Modern metaphysics from the standpoint of definitions and axioms is simple enough but there is also no reason we can't use another kind of science based on logic with a highly complex metaphysics to run in tandem with it.
I am highly concerned about the fact science (cosmology) is bogged down and most people today don't understand the nature of science. One or the other of these is not a serious issue but together they make despots almost inevitable. There is or will be a "correct way to think" based on Look and See Science and deviation will be suppressed. Look around and you can see the early stages today. Science is sold to the highest bidder and the highest bidder already owns government. The teaching of metaphysics and critical thinking would stop this cold.
IMO
I think I am beginning to understand what you are trying to say. The role money or funding plays in science certainly affects how science is conducted. However, I think you over-emphasize it. But the institution of science (if you will allow me to throw everything we consider scientific under the same umbrella) understands the myriad of problems involved in human beings trying to tease out the working of the cosmos and all that is in it, with money/funding being one of many.

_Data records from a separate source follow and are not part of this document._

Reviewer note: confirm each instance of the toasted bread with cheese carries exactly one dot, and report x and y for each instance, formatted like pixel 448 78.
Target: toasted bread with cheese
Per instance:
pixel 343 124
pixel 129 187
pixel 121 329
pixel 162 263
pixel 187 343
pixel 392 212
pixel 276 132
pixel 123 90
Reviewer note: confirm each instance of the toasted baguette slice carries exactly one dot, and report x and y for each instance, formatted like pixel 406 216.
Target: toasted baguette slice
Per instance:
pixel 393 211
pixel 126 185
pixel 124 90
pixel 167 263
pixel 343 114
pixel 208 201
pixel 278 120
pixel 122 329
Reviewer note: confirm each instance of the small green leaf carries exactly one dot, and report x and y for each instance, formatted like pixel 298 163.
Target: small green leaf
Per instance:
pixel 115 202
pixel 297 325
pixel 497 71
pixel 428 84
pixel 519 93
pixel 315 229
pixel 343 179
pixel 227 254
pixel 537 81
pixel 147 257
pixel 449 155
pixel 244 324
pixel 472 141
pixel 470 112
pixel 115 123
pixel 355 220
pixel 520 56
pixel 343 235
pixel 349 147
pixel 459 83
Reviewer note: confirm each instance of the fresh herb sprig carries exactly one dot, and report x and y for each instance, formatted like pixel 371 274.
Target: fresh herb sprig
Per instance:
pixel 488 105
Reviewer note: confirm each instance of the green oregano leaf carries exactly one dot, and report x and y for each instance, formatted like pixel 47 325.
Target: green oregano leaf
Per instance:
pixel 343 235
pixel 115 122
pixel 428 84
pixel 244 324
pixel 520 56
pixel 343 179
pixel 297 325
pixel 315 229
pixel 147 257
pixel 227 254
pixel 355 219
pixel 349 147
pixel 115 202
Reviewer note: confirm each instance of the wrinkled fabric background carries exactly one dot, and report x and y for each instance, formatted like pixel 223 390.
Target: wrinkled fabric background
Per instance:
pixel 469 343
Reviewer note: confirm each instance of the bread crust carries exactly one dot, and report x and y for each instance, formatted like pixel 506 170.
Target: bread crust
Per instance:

What you seem to fail to appreciate, and it requires patience, is that bad science will out over time. In the long run, we keep chipping away at the unknown and growing our fundament understanding of the world and ourselves. The fact that progress in science seems to be two steps forward and one step back is just the reality of we fallible human beings being involved in the process. We cannot take the human being out of the equation to solve the problems we create, we just have to rely on the self-correcting nature of the scientific process, regardless of how messy and inefficient, for without scientific principles and standards, we would get nowhere. The historical record is clear on that score.
I would also suggest that your hope for a "new science" based on metaphysics (however you may define that) and logic is a quixotic one. In fact, your definition of a "new science" is simply the description of the archaic classic philosophy that science has replaced. To adopt such a scheme would stagnate progress in science.
As for consciousness, I am not clear as what you imagine it to be, or mean, but I do not think you will find a magic bullet there that will greatly change the way science is conducted.
The last point I want to address is your apparent frustration with cosmology being "bogged down". The fact that we have cosmological problems that are hard to solve is not an inditement of science, it simply speaks to the difficulty of the problems that are being addressed. Again, patience is required. There is no non-scientific shortcuts to solving these difficult problems.